# Strata Scratch

## Data Cleaning with Pandas Solutions

#### Topics
- Missing Values
    - Identify Missing Values
    - Drop Values
    - Impute Values 
        - Zero 
        - Mean
- Categorical Data 
    - Convert Text to Numbers 
    - Encode Labels as Boolean Variables 

Import pandas

In [None]:
import pandas as pd
import psycopg2 as ps

In [None]:
host_name = 'db-strata.stratascratch.com'
dbname = 'db_strata'
user_name = '' #enter username and password from profile tab in Strata Scratch
pwd = ''
port = '5432'

try:
    conn = ps.connect(host=host_name,database=dbname,user=user_name,password=pwd,port=port)
except ps.OperationalError as e:
    raise e
else:
    print('Connected!')

Pull data from the combine table or read the combine.csv file as a DataFrame and investigate the contents

In [None]:
#Make the database call
cur = conn.cursor()
cur.execute(""" 
            SELECT *  FROM datasets.combine; 
            """)
data = cur.fetchall()
colnames = [desc[0] for desc in cur.description] #grab the column names
conn.commit()

#create the dataframe
data = pd.DataFrame(df)
data.columns = colnames

#close the connection
cur.close()

In [None]:
data = pd.read_csv('combine.csv')

In [None]:
print(data.head())
print(data.info())
print(data.describe())

Fill missing values for college with 'No College'

- https://pandas.pydata.org/pandas-docs/stable/generated/pandas.DataFrame.fillna.html

In [None]:
data.fillna(value='No College', inplace=True)

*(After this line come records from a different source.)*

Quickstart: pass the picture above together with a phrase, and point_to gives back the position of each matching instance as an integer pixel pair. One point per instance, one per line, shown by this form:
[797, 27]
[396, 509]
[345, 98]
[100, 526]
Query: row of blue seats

Remove the players that have null values for the pick

In [None]:
data_dropped = data.dropna(how='any', subset=['pick'])

print(data_dropped)

Investigate the unique values in the position column

In [None]:
data.keys()
data['position'].unique()
data.position.unique()

Replace RB and QB with Running Back and Quarterback

- https://pandas.pydata.org/pandas-docs/stable/generated/pandas.DataFrame.replace.html

In [None]:
data.position.replace(to_replace=['RB','QB'],value=['Running Back','Quarterback'], inplace=True)

data.head()

Create dummy values for position

- https://pandas.pydata.org/pandas-docs/stable/generated/pandas.get_dummies.html

In [None]:
dummy_data = pd.get_dummies(data.position, prefix='Pos')

dummy_data.head()

Merge the dummy data with the original data set

- https://pandas.pydata.org/pandas-docs/stable/generated/pandas.DataFrame.merge.html

In [None]:
data.merge(dummy_data, how='inner', left_index=True, right_index=True) 

Convert weight from lbs to kg

In [None]:
data['weight_kg'] = data.weight/2.2
data.head()

Capitalize name

- https://pandas.pydata.org/pandas-docs/stable/generated/pandas.DataFrame.apply.html

In [None]:
# need the apply function if you're doing an operation on a column. Python doens't know to apply it to the entire dataset.
# str function (str.upper) understands how to apply to each element

data.name.apply(str.upper).head()


#axis = 1 means to apply function across row
#axis = 0 means to apply function across column

Reverse order of first and last name

... and introducing lambda functions

In [None]:
data['lastfirstname'] = data.apply(lambda x:'{0},{1}'.format(x['lastname'], x['firstname']), axis=1).head()